Existing image generation models are really good at making pictures that *look* real, but they rely on information they were already trained on. This means they often fail when asked to create images about things they don't 'know,' like current events or very specific objects. They lack the ability to look up information and incorporate it into the image creation process, limiting their usefulness in real-world scenarios.
What's the solution?
The researchers developed a system called Gen-Searcher. This system doesn't just generate an image; it first *searches* the internet for relevant text and images. It then uses this found information to create a more accurate and informed image. They also created new datasets and a benchmark called KnowGen to specifically test how well models perform when they need to use external knowledge. Gen-Searcher was trained in two steps: first, learning from examples, and then improving through a reward system that considers both the text and the image quality.
Why it matters?
This work is important because it opens the door to image generation that isn't limited by pre-existing knowledge. By allowing models to search for information, we can create images about almost anything, even things that are new or require specialized understanding. The open-source release of the data, models, and code will help other researchers build upon this work and create even more powerful and versatile image generation systems.
Abstract
Recent image generation models have shown strong capabilities in generating high-fidelity and photorealistic images. However, they are fundamentally constrained by frozen internal knowledge, thus often failing on real-world scenarios that are knowledge-intensive or require up-to-date information. In this paper, we present Gen-Searcher, as the first attempt to train a search-augmented image generation agent, which performs multi-hop reasoning and search to collect the textual knowledge and reference images needed for grounded generation. To achieve this, we construct a tailored data pipeline and curate two high-quality datasets, Gen-Searcher-SFT-10k and Gen-Searcher-RL-6k, containing diverse search-intensive prompts and corresponding ground-truth synthesis images.
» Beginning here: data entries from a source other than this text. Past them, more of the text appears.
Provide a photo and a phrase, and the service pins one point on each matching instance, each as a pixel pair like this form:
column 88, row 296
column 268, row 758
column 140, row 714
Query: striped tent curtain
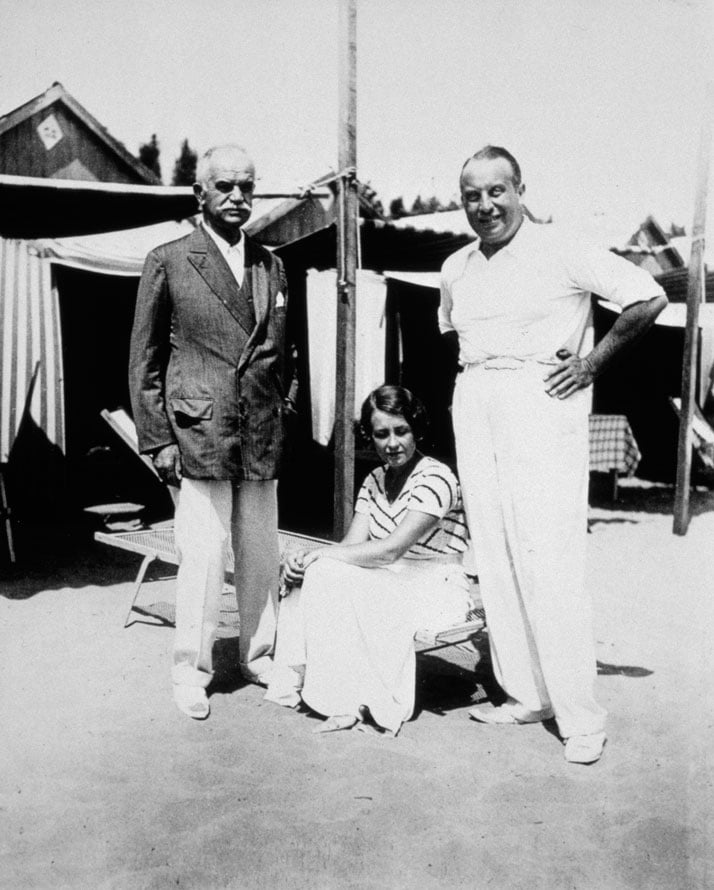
column 30, row 334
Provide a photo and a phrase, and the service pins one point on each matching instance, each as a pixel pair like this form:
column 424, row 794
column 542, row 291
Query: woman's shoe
column 335, row 724
column 585, row 748
column 192, row 700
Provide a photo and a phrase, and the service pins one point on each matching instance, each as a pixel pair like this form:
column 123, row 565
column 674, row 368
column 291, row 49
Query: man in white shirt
column 516, row 305
column 211, row 382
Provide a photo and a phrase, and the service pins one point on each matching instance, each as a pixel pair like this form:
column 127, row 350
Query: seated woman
column 397, row 570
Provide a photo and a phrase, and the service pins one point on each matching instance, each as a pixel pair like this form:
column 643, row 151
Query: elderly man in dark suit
column 211, row 382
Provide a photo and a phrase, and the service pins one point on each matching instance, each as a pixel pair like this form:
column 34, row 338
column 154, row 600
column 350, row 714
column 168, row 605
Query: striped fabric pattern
column 30, row 341
column 431, row 488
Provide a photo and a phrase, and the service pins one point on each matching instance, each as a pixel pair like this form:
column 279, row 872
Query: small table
column 613, row 447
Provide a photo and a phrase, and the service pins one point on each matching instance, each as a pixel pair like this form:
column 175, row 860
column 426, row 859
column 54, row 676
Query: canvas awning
column 35, row 208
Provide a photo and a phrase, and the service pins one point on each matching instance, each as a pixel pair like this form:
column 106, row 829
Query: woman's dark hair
column 394, row 400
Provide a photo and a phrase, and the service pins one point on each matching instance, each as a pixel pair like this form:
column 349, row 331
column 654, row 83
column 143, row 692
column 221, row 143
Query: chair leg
column 145, row 563
column 6, row 514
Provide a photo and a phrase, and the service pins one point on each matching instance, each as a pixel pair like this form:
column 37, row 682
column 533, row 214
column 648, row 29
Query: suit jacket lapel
column 260, row 285
column 208, row 261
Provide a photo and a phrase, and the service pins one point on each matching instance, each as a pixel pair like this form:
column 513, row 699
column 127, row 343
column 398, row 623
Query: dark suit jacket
column 202, row 373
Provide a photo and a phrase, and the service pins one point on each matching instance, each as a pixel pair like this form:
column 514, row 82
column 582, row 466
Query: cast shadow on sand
column 642, row 496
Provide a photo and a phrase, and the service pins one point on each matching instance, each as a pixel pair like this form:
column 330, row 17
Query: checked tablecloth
column 612, row 445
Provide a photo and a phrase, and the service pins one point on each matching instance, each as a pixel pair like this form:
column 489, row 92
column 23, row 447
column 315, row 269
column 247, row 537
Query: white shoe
column 513, row 714
column 585, row 748
column 192, row 700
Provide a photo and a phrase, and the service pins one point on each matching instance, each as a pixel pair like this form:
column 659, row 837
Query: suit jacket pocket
column 188, row 411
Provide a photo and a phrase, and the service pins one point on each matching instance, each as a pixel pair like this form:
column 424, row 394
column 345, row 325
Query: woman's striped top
column 431, row 488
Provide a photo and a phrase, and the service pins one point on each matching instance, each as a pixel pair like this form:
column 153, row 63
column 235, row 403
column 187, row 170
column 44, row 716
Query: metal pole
column 344, row 443
column 695, row 294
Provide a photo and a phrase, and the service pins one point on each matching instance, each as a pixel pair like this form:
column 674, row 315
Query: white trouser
column 208, row 516
column 523, row 465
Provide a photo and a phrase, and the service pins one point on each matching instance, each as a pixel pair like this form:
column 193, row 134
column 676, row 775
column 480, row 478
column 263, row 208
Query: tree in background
column 185, row 166
column 149, row 155
column 397, row 209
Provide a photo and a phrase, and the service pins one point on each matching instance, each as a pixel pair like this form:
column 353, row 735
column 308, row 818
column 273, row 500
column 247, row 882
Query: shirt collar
column 225, row 248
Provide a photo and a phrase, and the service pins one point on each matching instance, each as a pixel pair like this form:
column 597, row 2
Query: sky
column 600, row 100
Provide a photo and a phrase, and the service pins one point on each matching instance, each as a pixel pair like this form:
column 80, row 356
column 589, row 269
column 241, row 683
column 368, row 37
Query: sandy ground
column 106, row 785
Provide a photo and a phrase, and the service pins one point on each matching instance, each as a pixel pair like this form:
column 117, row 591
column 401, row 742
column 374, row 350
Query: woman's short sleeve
column 435, row 492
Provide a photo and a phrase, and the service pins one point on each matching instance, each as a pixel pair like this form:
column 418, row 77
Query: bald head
column 220, row 155
column 224, row 188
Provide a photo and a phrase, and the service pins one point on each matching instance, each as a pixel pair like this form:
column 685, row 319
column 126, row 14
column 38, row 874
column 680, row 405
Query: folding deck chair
column 157, row 543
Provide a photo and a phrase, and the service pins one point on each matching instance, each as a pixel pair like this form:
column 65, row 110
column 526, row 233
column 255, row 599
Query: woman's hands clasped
column 296, row 561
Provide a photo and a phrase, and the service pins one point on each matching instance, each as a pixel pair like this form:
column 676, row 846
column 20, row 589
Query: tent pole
column 344, row 443
column 695, row 295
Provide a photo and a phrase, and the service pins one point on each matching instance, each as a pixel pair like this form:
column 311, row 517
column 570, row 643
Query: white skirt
column 353, row 629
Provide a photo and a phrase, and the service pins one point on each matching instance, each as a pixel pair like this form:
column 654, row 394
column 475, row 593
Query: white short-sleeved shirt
column 532, row 297
column 431, row 488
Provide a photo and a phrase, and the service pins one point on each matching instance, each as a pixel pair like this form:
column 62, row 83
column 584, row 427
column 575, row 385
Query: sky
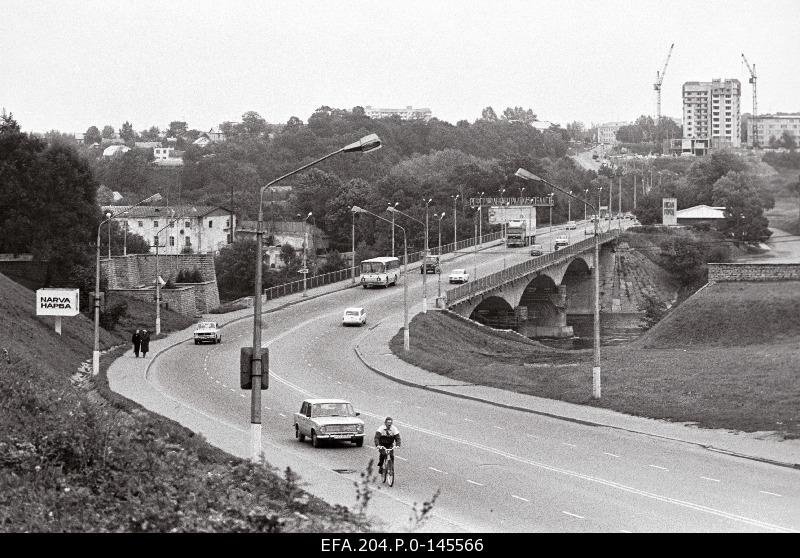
column 68, row 65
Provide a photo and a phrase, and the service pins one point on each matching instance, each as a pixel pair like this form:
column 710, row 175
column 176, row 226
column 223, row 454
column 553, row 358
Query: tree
column 92, row 136
column 745, row 200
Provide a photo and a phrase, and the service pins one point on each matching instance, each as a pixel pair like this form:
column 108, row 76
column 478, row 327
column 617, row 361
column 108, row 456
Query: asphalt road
column 496, row 469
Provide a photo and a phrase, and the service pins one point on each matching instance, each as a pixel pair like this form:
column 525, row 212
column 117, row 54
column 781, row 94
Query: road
column 497, row 469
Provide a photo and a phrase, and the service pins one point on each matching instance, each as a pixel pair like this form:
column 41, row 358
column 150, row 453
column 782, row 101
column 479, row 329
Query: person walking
column 137, row 341
column 145, row 343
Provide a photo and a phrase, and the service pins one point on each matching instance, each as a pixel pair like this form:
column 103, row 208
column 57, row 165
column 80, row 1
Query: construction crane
column 659, row 81
column 752, row 71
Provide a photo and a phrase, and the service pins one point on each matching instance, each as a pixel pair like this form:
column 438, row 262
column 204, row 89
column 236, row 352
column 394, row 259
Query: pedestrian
column 145, row 343
column 136, row 340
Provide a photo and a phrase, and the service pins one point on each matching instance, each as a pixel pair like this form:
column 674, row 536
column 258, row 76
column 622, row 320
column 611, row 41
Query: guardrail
column 344, row 274
column 493, row 280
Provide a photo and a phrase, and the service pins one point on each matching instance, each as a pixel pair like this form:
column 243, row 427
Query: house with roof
column 179, row 228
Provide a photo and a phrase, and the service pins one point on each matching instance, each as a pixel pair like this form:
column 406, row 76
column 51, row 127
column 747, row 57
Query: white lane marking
column 565, row 472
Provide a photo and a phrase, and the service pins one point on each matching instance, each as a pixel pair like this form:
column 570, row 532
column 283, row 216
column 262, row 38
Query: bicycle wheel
column 389, row 472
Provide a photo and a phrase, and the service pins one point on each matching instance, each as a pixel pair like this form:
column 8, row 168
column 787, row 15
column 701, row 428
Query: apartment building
column 711, row 111
column 770, row 128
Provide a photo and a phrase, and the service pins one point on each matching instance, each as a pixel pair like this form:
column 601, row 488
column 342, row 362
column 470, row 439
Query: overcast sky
column 68, row 65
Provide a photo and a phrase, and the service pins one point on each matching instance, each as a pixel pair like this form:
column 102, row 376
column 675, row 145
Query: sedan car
column 458, row 276
column 207, row 332
column 354, row 316
column 328, row 419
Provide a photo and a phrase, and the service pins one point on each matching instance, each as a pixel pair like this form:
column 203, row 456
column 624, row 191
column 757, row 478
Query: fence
column 345, row 274
column 488, row 282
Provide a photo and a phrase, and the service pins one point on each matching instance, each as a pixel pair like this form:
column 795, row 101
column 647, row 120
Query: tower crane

We further introduce KnowGen, a comprehensive benchmark that explicitly requires search-grounded external knowledge for image generation and evaluates models from multiple dimensions. Based on these resources, we train Gen-Searcher with SFT followed by agentic reinforcement learning with dual reward feedback, which combines text-based and image-based rewards to provide more stable and informative learning signals for GRPO training. Experiments show that Gen-Searcher brings substantial gains, improving Qwen-Image by around 16 points on KnowGen and 15 points on WISE. We hope this work can serve as an open foundation for search agents in image generation, and we fully open-source our data, models, and code.